UCSC alum helps guide Mars rover Curiosity to successful landing

steve collins at JPL

Steve Collins waits during the "seven minutes of terror" as the rover approaches the surface of mars. (AP Photo/Brian van der Brug, Pool)

UC Santa Cruz alumnus Steve Collins was featured in news coverage of the dramatic landing of NASA's robotic explorer Curiosity on the surface of Mars on Sunday, August 5.

An Associated Press photo shows a tense-looking Collins waiting during the "seven minutes of terror" as the rover approached the surface of Mars. As Curiosity's attitude control subsystem engineer, Collins was inside the Spaceflight Operations Facility at the Jet Propulsion Laboratory in Pasadena during the landing. NASA's Mars Science Laboratory Curiosity is equipped with a nuclear-powered lab capable of vaporizing rocks, ingesting soil, and measuring habitability.

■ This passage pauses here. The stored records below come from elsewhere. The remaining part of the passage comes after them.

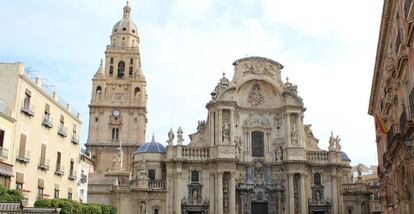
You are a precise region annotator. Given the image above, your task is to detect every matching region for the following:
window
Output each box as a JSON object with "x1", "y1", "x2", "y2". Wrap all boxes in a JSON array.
[
  {"x1": 148, "y1": 169, "x2": 155, "y2": 181},
  {"x1": 96, "y1": 85, "x2": 102, "y2": 96},
  {"x1": 0, "y1": 129, "x2": 4, "y2": 147},
  {"x1": 313, "y1": 173, "x2": 322, "y2": 185},
  {"x1": 252, "y1": 131, "x2": 264, "y2": 157},
  {"x1": 109, "y1": 65, "x2": 114, "y2": 76},
  {"x1": 191, "y1": 171, "x2": 200, "y2": 182},
  {"x1": 134, "y1": 87, "x2": 141, "y2": 96},
  {"x1": 53, "y1": 189, "x2": 59, "y2": 198},
  {"x1": 112, "y1": 128, "x2": 119, "y2": 141},
  {"x1": 118, "y1": 61, "x2": 125, "y2": 78}
]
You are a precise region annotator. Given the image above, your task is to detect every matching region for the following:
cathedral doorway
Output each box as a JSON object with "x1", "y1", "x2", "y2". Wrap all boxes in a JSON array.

At UC Santa Cruz, Collins (Porter, '85) earned bachelor's degrees in both physics and theater arts. In addition to his work at the Jet Propulsion Laboratory, which he joined in 1992, he has acted in local theater productions and plays the theremin in a rock band called Artichoke, known for its two-CD set of pop songs about scientists ("26 Scientists: Volume 1, Anning to Malthus; Volume 2, Newton to Zeno").